L’ARTE DI FARSI I C… GLI AFFARI PROPRI.

Ovvero: come vivere e far vivere gli altri felici

Non ti curar di loro, ma guarda e passa.
Dante Alighieri, Divina Commedia

Come psicologa, potete ben immaginare che il mio lavoro mi porti inevitabilmente ad ascoltare un gran numero di persone, e ad “occuparmi”, con loro, di riflettere sul loro vivere.

Nel mio tempo libero, vale a dire nel momento in cui chiudo a chiave la porta dello studio, grazie alla psicoterapia e alla formazione personale, ho imparato a liberare la mente dalle singole tante situazioni, spesso molto complesse ed estremamente dolorose, per occuparmi delle mie, di cose, delle mie relazioni, delle mie situazioni, personali, familiari e mi riesce davvero molto difficile riconoscere ed accettare che il mondo sia pieno zeppo di persone che hanno tempo ed energie da dedicare per guardare, commentare, giudicare, la vita degli altri.

Come mai le persone amano chiacchierare sulla vita degli altri? Perché è così interessante quello che fanno gli altri, i problemi degli altri, le scelte degli altri?

Partiamo dal presupposto che queste persone evidentemente, nella maggior parte dei casi, hanno pochissima consapevolezza di sé e della propria vita. Perché dico questo? Perché se avessero consapevolezza della loro vita, vi assicuro che non avrebbero proprio il tempo e lo spazio mentale per occuparsi degli affari altrui… abbiamo così tanto da fare nel nostro giardinetto che se avessimo tempo in più, ancora non ci basterebbe per risolvere e sistemare le nostre cose!

Allora qui scatta un’altra domanda: se diamo per scontato che nessuno di noi può essere e considerarsi “risolto” a tal punto da poter giudicare e correggere gli altri, perché questo viene fatto?

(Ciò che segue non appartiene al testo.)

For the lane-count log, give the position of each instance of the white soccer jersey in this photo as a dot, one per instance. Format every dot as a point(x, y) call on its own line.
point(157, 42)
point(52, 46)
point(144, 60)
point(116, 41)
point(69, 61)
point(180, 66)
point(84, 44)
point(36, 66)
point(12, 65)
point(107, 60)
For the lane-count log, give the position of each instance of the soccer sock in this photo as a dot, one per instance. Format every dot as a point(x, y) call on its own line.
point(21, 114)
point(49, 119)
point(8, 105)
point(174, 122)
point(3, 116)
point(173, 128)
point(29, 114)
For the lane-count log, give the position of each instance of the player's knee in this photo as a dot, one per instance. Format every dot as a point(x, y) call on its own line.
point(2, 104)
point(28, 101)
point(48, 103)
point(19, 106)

Ed ecco che entrano in campo due potentissimi meccanismi psicologici: la negazione e la proiezione.

I meccanismi appena citati sono dinamiche che il nostro inconscio mette in atto per difendersi da contenuti ritenuti non accettabili. E cosa c’è di più difficile da accettare per la nostra mente? Lo sporco! Il nostro sporco, le cose che in noi non vanno, che facciamo fatica a digerire, anzi, che ancor prima di digerire, facciamo fatica a vedere. La nostra mente vorrebbe evitare a tutti i costi quello sporco. Vuole scappare. Non vederlo. NEGARLO. Ma l’inconscio non può semplicemente cancellare ciò che in noi non va, magari fosse sempre così facile!

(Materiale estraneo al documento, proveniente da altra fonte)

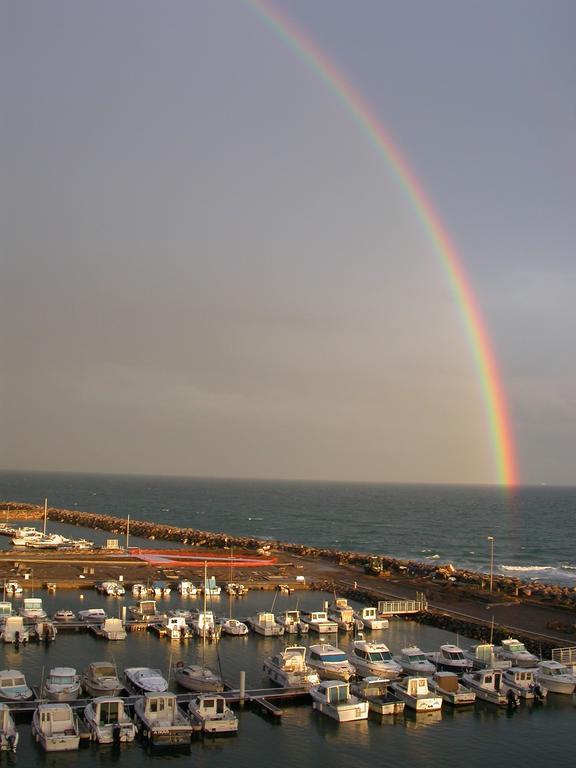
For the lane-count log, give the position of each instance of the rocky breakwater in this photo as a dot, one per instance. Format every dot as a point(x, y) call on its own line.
point(445, 578)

Allora interviene la PROIEZIONE, ovvero lo spostamento di quello sporco sugli altri… così gli altri diventano criticabili, accusabili, giudicabili, in modo tale che il nostro inconscio abbia l’illusione di non aver a che fare con quello sporco ma che sia tutta “roba” degli altri….

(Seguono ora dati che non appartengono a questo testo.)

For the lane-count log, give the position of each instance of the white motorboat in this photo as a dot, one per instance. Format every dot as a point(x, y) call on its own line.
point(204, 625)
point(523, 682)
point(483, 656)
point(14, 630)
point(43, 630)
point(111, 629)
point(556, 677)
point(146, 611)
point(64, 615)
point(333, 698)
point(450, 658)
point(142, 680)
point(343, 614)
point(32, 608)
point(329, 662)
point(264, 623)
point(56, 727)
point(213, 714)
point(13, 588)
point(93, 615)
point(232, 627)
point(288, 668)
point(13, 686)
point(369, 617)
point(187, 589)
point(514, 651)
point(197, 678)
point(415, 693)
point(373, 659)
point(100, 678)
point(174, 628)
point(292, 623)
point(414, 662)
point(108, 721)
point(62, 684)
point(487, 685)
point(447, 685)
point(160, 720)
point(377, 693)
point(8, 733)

Peccato però che alla fine queste persone non siano comunque felici.

Da un lato logorano l’anima a chi giudicano, dall’altro sono sempre sul piede di guerra, accanite, aggrappate ai giudizi, al parlare e pensare male degli altri. Che vita triste!

Quindi, se hai a che fare con persone che parlano e sparlano degli altri, tieni a mente queste parole chiave: negazione e proiezione. Fai un bel respiro, cerca di tapparti le orecchie, chiudi gli occhi… e passa oltre!